Airport '80 : Concorde

Kevin Harrison, ingénieur talentueux et homme d’affaires avisé, conçoit de puissants systèmes d’armes pour l’armée américaine. Mais c’est un personnage sans scrupules : il vend aussi ses armes à des pays peu favorables aux Etats-Unis. Lorsque la journaliste Maggie Whelan apprend ses agissements, elle s’échappe en embarquant sur le Concorde. Harrison organise alors tout une série d’attentats pour détruire le supersonique en plein vol… Le commandant de bord et de son équipage pourront-ils déjouer ces attaques ?

Nous sommes à la fin des années 1970. La décennie a vu émerger le Nouvel Hollywood et un nouveau courant, celui du film catastrophe. Parmi les plus belles réussites, L’Aventure du Poseidon de Ronald Neame (1972), La Tour infernale de John Guillermin et Irwin Allen (1974), Airport 75 : 747 en péril de Jack Smight (1974) et Le Toboggan de la mort de James Goldstone (1977). Airport 80 Concorde est le quatrième et dernier volet de la saga Airport, initiée en 1970 par George Seaton. Le succès sera tel que trois suites ont été mises en chantier, chacune portant en version originale le titre Airport précédé par l’année de sortie au cinéma et son casting 4 étoiles bien visible sur l’affiche. Après Airport 75 : 747 en péril (Airport 1975) et Airport 77 : Les naufragés du 747 (Airport ‘77), débarque sur les écrans Airport 80 Concorde (The Concorde: Airport ‘79).
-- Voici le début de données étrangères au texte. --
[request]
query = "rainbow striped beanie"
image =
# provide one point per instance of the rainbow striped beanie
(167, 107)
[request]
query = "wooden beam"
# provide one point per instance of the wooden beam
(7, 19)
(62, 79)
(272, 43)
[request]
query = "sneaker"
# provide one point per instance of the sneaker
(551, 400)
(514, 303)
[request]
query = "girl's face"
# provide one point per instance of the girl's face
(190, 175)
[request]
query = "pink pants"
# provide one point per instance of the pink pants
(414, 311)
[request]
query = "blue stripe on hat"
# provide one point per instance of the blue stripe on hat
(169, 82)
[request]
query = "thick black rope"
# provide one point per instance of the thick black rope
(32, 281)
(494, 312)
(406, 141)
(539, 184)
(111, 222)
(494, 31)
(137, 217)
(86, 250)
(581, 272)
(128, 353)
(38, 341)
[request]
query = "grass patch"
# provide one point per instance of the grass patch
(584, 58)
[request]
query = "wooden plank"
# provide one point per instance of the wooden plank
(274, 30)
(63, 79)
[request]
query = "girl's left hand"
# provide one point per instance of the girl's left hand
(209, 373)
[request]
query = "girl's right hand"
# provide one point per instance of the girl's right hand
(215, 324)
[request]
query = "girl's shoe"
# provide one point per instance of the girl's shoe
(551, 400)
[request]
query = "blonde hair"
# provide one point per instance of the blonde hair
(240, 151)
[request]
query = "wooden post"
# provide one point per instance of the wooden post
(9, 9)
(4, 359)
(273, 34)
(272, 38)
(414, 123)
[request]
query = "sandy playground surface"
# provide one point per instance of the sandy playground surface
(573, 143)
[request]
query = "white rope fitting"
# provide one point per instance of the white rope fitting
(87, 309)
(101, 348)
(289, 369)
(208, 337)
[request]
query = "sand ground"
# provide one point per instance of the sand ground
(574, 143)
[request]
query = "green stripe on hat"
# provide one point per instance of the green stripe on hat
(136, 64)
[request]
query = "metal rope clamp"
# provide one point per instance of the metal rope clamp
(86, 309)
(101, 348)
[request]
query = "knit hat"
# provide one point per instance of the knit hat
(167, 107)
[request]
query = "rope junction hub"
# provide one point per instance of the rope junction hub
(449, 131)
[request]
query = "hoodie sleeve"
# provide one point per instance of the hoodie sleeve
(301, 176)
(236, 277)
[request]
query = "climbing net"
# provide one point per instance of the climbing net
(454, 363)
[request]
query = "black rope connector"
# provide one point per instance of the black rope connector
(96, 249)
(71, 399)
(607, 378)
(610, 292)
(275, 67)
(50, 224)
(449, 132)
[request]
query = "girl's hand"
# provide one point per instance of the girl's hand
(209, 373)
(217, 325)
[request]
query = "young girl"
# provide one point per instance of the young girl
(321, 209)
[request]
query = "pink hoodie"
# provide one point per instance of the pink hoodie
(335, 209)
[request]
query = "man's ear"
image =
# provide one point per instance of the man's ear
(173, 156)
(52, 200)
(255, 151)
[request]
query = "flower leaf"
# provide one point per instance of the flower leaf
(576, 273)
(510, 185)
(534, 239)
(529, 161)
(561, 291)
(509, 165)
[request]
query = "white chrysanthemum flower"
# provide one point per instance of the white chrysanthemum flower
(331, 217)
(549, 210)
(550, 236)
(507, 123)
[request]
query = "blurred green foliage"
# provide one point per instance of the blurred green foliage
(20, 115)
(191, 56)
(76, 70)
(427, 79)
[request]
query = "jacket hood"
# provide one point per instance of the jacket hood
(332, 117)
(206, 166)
Sans surprise, nous retrouvons le personnage Joe Patroni aka George Kennedy, seul fil rouge des quatre films, qui se retrouve cette fois aux commandes de l’avion de ligne supersonique franco-britannique. A ses côtés, Alain Delon (dans le rôle d’Alain Delon qui joue le commandant Paul Metrand), Susan Blakely, Robert Wagner (qui joue cette fois un enfoiré milliardaire à défaut d’être un justicier milliardaire), Sylvia Kristel (qui a besoin d’oseille pour son fauteuil en osier), Bibi Andersson (loin de Bergman) et d’autres passagers qui hurlent la tête en bas. Cette fois, nous nageons, ou plutôt nous volons dans les hautes sphères du nanar à Mach 2. Le réalisateur David Lowell Rich semble être le seul à croire à son histoire invraisemblable (quelle histoire au fait ?) qui transforme quasiment le Concorde - grâce à des effets spéciaux honteux - en Mirage 2000 qui doit faire face à un drone militaire programmé pour l’abattre.
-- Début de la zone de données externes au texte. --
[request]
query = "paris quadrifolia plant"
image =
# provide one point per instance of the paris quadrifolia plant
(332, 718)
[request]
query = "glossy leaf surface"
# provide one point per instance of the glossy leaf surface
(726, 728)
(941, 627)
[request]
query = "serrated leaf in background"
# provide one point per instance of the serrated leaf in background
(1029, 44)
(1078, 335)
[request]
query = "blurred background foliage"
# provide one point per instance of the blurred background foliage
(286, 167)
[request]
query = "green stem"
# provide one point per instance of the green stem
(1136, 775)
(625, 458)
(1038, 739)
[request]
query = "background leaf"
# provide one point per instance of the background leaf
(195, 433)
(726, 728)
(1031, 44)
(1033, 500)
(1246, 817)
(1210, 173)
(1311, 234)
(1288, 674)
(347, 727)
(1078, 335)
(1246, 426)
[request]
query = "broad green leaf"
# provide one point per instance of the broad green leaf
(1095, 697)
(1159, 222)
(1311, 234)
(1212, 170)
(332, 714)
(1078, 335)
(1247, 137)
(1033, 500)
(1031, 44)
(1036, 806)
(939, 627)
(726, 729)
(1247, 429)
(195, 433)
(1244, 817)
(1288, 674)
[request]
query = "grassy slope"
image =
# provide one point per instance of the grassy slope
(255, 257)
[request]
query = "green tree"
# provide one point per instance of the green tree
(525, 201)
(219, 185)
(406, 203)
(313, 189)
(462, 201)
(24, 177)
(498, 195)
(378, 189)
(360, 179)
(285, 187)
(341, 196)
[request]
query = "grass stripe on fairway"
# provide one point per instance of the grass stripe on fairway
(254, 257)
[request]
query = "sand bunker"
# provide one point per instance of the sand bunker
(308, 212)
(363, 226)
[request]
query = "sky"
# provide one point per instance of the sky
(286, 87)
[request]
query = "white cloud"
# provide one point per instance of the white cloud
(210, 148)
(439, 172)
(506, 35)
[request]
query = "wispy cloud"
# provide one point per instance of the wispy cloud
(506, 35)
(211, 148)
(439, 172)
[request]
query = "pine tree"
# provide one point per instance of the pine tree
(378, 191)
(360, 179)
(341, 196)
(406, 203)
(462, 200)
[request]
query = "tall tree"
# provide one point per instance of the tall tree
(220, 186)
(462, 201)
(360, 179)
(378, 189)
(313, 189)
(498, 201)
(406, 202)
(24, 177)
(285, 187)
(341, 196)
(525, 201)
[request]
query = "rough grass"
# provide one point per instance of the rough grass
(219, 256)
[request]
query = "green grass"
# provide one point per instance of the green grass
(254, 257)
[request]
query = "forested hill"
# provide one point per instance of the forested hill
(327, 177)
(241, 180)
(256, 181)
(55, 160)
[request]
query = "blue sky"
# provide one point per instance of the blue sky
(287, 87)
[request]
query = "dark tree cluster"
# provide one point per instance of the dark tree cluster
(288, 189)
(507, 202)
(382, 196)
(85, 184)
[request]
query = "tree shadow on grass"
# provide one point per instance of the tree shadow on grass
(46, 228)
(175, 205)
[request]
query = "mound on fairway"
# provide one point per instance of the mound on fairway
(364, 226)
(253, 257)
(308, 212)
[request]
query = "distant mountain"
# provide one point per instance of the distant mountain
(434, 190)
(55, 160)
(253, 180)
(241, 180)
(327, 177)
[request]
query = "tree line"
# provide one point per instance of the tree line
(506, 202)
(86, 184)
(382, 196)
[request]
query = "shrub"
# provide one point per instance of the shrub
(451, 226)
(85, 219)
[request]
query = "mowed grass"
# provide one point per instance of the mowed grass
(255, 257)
Solidement cramponnés aux commandes, George Kennedy et Alain Delon ne s’étonnent même pas de ce qui se passe, effectuent des loopings et des vrilles toujours contrôlés, ouvrent la fenêtre du cockpit pour dégainer un pistolet et viser le méchant drone avec une fusée éclairante (!), l’abattent, rétablissent l’assiette et reprennent tranquillement leur discussion (sur une prostituée française) avant d’atterrir sagement sur le tarmac du Bourget sans oublier de remercier les passagers pour cet agréable voyage. La routine habituelle quoi !
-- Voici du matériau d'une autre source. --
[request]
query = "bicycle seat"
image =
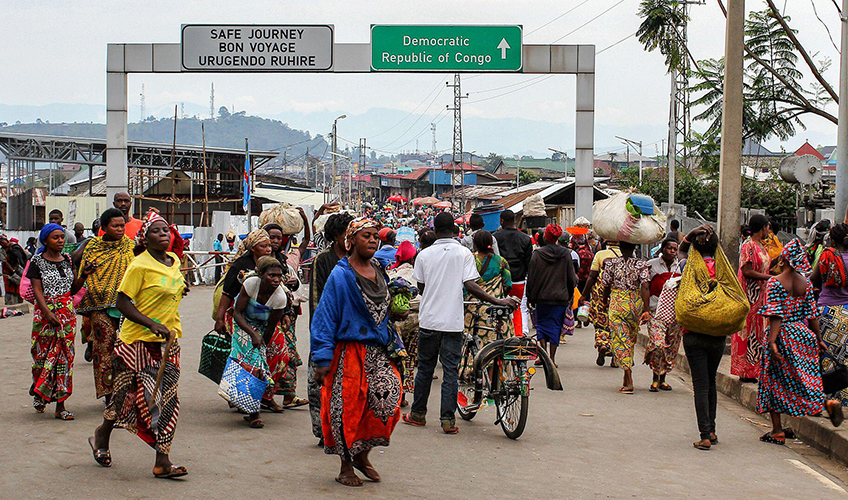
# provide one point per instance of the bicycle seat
(501, 311)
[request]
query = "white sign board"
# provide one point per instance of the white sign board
(208, 47)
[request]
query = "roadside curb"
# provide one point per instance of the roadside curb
(814, 431)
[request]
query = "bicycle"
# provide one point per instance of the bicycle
(499, 372)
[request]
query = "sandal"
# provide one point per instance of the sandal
(271, 406)
(174, 471)
(768, 438)
(64, 415)
(352, 480)
(101, 456)
(408, 419)
(834, 409)
(296, 402)
(39, 404)
(256, 423)
(369, 471)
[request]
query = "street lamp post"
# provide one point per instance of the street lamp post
(335, 151)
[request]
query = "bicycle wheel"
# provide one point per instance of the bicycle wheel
(511, 405)
(465, 394)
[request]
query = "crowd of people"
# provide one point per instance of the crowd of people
(393, 291)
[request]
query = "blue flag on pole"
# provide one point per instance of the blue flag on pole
(246, 187)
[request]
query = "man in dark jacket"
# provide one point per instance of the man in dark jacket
(517, 249)
(334, 231)
(550, 288)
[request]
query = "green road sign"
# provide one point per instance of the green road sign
(445, 48)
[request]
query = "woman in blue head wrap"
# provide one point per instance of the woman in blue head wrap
(53, 322)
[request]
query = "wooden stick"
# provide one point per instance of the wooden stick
(172, 336)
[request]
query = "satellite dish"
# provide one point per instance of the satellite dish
(805, 169)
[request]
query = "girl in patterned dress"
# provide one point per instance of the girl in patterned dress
(790, 377)
(53, 322)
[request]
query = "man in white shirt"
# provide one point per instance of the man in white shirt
(442, 271)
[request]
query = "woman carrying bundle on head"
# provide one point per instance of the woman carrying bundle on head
(149, 298)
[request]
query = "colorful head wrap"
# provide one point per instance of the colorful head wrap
(552, 233)
(406, 251)
(45, 232)
(253, 238)
(355, 226)
(148, 220)
(796, 256)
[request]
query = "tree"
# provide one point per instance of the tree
(527, 177)
(660, 30)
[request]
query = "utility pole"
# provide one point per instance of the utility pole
(679, 117)
(635, 144)
(457, 134)
(359, 170)
(730, 173)
(842, 134)
(335, 152)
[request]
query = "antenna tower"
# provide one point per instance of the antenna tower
(143, 105)
(456, 157)
(433, 130)
(679, 121)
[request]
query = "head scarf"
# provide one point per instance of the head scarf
(148, 220)
(582, 222)
(795, 255)
(355, 226)
(552, 233)
(45, 232)
(406, 251)
(253, 238)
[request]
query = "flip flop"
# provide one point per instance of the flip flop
(369, 471)
(354, 483)
(295, 403)
(174, 471)
(64, 415)
(102, 456)
(768, 438)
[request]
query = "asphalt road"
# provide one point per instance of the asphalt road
(588, 441)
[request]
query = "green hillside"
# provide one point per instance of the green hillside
(225, 131)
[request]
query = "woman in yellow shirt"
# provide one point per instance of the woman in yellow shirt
(149, 297)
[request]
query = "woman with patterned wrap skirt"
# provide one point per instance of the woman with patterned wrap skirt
(360, 398)
(149, 297)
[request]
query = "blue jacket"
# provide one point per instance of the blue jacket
(341, 316)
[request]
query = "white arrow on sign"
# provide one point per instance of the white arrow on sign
(503, 46)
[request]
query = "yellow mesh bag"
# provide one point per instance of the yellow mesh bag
(713, 306)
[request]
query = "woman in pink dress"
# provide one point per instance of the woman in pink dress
(746, 348)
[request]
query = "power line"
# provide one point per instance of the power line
(569, 11)
(439, 86)
(589, 21)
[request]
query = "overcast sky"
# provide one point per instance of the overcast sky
(53, 51)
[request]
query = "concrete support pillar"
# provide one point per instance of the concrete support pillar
(842, 134)
(116, 121)
(584, 144)
(730, 176)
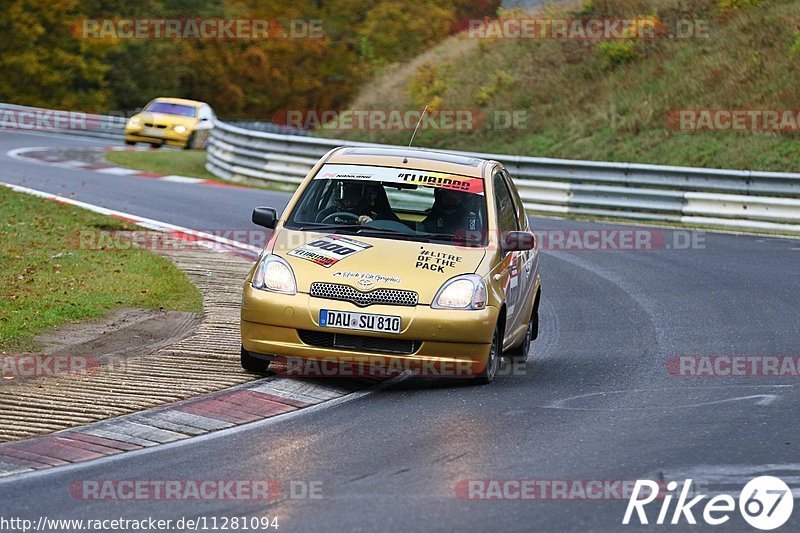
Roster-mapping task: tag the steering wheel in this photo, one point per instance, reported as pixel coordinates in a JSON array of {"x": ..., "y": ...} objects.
[{"x": 352, "y": 218}]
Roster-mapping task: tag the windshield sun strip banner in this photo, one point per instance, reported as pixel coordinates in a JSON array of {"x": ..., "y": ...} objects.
[
  {"x": 424, "y": 178},
  {"x": 329, "y": 250}
]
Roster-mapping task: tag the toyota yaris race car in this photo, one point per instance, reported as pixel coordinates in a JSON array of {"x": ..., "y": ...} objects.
[{"x": 400, "y": 259}]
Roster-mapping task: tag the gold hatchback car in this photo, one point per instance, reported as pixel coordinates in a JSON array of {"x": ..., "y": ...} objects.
[
  {"x": 171, "y": 121},
  {"x": 395, "y": 260}
]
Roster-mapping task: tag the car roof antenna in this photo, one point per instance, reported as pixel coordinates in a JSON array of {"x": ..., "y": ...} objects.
[{"x": 405, "y": 159}]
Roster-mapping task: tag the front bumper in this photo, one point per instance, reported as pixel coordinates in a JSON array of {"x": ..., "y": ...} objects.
[
  {"x": 166, "y": 136},
  {"x": 447, "y": 342}
]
Echec à sa sortie et déjà considéré comme has-been après l’avènement des nouveaux divertissements du style Star Wars et Rencontres du troisième type, Airport 80 Concorde n’en demeure pas moins une curiosité, un vrai plaisir coupable (on rit beaucoup) auquel l’illustre compositeur Lalo Schifrin tente de donner l’ampleur qu’il n’a pas du tout. Un film catastrophe, dans tous les sens du terme.

Airport '80 : Concorde

Technique - 6 / 10

Airport 80 Concorde est édité en combo par Elephant Films, avec un joli fourreau cartonné et un boîtier plastique contenant le Blu-ray et le DVD du film. Le visuel de la jaquette est vraiment très élégant, tout comme le menu principal, animé et musical.

Les amateurs de suppléments seront déçus d’apprendre que la section Bonus est vide, en dehors d’un lot de bandes-annonces et une galerie de photos.

La copie du film de David Lowell Rich, livrée dans un écrin Blu-ray au format 1080p, a-t-elle été restaurée ? Dès le logo Universal, il est évident que des rayures et des points subsistent. La photo, pourtant signée par le grand chef opérateur Philip H. Lathrop (Qu’as-tu fait à la guerre, papa ?, On achève bien les chevaux, La Panthère rose, Airport 75 : 747 en péril, Airport 77 : Les naufragés du 747) fait ici peine à voir avec des couleurs plutôt pâles, une gestion aléatoire du grain, très voire trop appuyé sur les séquences truquées (attention aux pirouettes du Concorde !), le piqué déçoit et la définition laisse souvent à désirer. Si l’ensemble est stable, le format 1.85 est nettement moins prestigieux que le cadre large de Airport 75 : 747 en péril et Airport 77 : Les naufragés du 747 et manque sérieusement de détails. Les contrastes sont guère équilibrés, bref l’apport HD est clairement décevant par rapport aux éditions Blu-ray d’Airport 1975 et Airport ‘77.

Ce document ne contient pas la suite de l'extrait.